Greensboro News & Record

August 12, 1995

The Incentives Game (Ed.)

Copyright © 1995, Greensboro News & Record

For a disadvantaged state, North Carolina does all right.

''People are worried all over the state. If all the incentives go away, then prospective companies go away and no jobs come.'' This was the reaction of a spokesman for the North Carolina Department of Commerce to Thursday's court decision striking down financial incentives for industrial recruitment. It shows how far removed from reality true believers sometimes get.

The lawsuit questioned whether giving tax dollars or special concessions to an industrial prospect qualifies a ''public purpose'' as required by the state constitution for the use of public funds. A trial judge in Winston-Salem has now ruled that it does not. Building streets and water and sewer systems is clearly putting tax dollars to public use. Improvements offered to some property owners, but not all, are in another category.

We'll have no definitive answer on where exactly the line should be drawn until after the state Supreme Court hears the Winston-Salem case on appeal. Meanwhile, the doomsayers ought to take a look around. They're right that some other states and localities go well beyond what North Carolina has been inclined to offer.
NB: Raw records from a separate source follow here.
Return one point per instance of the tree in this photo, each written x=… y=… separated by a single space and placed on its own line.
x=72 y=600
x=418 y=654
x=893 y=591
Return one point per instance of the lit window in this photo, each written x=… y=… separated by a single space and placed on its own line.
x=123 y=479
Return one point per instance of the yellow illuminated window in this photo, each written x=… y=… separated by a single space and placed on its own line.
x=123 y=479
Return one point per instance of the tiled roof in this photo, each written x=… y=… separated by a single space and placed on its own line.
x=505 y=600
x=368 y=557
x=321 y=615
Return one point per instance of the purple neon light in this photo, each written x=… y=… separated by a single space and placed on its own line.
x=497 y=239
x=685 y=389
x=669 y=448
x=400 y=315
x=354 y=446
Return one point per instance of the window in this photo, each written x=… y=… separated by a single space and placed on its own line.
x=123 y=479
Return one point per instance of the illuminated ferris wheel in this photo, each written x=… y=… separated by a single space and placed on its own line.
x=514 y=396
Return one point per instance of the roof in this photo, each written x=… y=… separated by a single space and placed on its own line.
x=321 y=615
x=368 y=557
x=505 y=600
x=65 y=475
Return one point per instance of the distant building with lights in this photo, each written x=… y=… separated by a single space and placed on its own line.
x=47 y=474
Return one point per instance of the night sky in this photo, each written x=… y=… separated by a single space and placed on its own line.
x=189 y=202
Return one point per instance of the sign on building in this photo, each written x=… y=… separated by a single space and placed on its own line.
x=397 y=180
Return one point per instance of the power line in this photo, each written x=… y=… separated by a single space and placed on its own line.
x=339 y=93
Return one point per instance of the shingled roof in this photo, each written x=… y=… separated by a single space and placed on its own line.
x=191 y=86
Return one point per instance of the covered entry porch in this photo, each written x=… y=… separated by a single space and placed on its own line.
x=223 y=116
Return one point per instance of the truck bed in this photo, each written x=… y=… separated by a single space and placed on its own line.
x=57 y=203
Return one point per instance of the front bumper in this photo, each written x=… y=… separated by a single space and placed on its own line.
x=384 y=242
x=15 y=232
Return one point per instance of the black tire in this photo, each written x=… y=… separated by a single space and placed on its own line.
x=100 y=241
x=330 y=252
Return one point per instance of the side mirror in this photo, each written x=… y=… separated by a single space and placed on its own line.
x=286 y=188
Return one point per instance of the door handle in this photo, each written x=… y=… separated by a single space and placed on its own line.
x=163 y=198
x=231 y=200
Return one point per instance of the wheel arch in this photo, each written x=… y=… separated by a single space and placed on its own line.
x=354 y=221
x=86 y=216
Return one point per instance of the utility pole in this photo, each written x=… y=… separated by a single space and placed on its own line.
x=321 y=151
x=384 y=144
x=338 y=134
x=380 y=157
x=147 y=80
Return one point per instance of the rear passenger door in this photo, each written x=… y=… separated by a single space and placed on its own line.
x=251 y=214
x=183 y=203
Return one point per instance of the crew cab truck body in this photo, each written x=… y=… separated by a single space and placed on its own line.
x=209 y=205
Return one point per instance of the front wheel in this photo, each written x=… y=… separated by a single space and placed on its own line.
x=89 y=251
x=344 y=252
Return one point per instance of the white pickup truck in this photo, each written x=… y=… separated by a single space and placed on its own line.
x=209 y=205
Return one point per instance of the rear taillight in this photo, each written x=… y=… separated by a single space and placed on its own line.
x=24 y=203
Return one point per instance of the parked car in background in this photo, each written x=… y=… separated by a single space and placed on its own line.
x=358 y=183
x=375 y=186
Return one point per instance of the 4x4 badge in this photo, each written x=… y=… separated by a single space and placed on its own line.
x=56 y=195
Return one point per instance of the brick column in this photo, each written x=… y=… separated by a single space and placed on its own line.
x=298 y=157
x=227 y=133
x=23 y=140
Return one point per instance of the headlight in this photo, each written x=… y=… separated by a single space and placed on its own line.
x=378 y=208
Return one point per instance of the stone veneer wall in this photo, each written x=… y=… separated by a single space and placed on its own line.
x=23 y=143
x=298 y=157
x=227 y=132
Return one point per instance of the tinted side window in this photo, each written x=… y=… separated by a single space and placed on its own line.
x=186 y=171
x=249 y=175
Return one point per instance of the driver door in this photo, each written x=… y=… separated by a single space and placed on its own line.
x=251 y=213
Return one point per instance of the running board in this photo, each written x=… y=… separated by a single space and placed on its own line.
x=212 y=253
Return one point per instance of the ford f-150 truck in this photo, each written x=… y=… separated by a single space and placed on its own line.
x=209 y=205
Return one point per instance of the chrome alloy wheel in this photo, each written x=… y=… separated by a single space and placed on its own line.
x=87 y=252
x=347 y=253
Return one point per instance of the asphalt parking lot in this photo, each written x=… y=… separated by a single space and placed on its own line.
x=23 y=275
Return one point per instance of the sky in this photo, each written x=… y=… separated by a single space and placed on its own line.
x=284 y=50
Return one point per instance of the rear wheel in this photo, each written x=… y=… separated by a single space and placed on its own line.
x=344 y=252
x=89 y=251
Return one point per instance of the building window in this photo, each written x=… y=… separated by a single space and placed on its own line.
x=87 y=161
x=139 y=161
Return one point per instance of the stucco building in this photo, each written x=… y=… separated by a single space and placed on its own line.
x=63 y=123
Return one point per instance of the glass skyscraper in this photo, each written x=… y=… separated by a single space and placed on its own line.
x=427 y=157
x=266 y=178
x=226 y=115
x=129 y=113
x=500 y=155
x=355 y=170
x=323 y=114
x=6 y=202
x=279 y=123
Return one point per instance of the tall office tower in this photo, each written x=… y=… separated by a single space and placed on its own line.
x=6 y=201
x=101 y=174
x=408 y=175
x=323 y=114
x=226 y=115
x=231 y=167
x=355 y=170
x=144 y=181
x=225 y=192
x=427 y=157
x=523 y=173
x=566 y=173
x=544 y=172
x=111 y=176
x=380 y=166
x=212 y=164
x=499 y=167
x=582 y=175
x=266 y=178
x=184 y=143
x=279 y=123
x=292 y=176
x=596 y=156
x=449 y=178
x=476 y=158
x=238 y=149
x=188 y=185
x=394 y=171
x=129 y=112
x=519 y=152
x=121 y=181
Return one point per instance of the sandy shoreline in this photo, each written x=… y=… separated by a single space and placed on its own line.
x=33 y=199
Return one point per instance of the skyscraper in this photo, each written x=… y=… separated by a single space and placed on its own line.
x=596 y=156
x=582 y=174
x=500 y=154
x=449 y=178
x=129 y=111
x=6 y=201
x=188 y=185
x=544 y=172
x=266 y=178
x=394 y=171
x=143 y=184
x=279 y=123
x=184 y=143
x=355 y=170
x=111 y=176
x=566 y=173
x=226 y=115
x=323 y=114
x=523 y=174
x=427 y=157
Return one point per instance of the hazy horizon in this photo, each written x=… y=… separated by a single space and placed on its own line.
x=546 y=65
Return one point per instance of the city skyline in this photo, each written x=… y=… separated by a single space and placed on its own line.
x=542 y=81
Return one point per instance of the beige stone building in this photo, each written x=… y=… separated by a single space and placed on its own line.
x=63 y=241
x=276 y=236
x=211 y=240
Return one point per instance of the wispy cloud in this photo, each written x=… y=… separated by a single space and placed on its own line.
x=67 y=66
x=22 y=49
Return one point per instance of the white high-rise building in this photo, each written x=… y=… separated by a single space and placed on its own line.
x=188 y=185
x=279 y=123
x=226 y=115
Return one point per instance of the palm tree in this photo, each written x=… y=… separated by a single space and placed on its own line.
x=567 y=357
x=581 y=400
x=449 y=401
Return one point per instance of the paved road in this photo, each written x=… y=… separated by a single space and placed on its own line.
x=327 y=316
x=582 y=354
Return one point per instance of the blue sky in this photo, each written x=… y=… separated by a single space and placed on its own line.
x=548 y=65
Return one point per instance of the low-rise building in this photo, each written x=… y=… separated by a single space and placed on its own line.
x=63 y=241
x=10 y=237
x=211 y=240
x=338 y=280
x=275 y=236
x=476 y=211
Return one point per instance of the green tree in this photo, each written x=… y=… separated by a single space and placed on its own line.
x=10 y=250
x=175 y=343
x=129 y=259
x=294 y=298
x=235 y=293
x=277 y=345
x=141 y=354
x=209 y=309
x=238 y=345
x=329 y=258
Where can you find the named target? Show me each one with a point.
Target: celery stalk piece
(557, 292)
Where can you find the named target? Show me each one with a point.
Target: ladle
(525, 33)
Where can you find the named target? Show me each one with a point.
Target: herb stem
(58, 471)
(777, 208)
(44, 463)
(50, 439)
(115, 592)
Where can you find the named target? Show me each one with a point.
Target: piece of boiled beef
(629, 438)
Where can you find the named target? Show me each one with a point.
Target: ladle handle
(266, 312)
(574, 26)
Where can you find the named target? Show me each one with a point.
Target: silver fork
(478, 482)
But some of them have come to regret their enthusiasm. (Alabama may never recover from its good fortune in landing a Mercedes-Benz factory.) All the while, North Carolina has been booming.

Sure, we miss some hot prospects. In a competitive world you never win them all. Some companies are determined to squeeze you for every possible dollar in concessions. But the solid ones are not so short-sighted. They value good government, good schools, low labor costs, a clean environment and good transportation. So do our existing corporate citizens, the ones whose taxes may be converted into incentives to attract potential competitors.

One judge has reached a decision, but the incentives debate is far from over, and the hyperbole has only just begun.